I recently watched a documentary about a church right in my neighborhood whose members are mostly gay, lesbian, bisexual, or transgender. The film introduces the members to us first as humans – fragile, tragic, comic, lovable – and part of the body of Christ before telling us the back story about their sexual identities.
We meet Lori, a vivacious woman who faithfully comes to church spaghetti dinners and fall work days, and later we find out she is transgender, meaning she was a man in the past. We meet Dan, a blind pianist and worship leader who loves Mexican food, and we later meet his partner, Sean.

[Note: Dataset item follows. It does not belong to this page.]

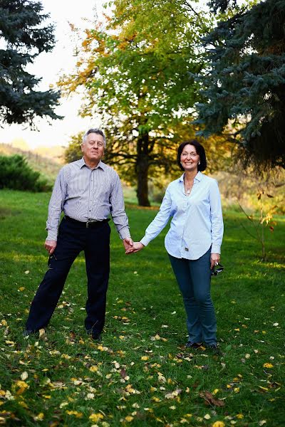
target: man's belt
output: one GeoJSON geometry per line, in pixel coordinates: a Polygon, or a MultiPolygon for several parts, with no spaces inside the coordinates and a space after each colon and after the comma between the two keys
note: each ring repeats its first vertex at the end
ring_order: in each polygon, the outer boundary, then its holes
{"type": "Polygon", "coordinates": [[[67,215],[65,215],[64,218],[66,219],[67,221],[76,224],[77,226],[79,226],[81,227],[83,227],[84,228],[97,228],[98,227],[100,227],[100,226],[101,226],[102,224],[110,221],[110,218],[108,218],[107,219],[103,219],[102,221],[97,219],[90,219],[87,222],[82,222],[81,221],[77,221],[77,219],[73,219],[70,216],[67,216],[67,215]]]}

I am still wrestling with what I think about homosexuality and other non-traditional sexualities in the church. What I can agree on is how this church (and the film) handled the fact that we are all sexual creatures with a range of orientations. The fact that church members were LGBT came second to the fact that they are part of the church and called to love one another and be salt and light in the world. At the same time, sexuality was not relegated to a corner and ignored. It was recognized as a crucial aspect of everyday life and something to be talked about and wrestled with.
We are all sexual creatures. But that is not all that we are. At the core, we are first and foremost God’s beloved handiwork. I think this approach is a healthy and holy way to live as embodied creatures of God and as the church, Christ’s body in the world.
The film is called “New Spirits” and is produced by Heave-Ho Productions.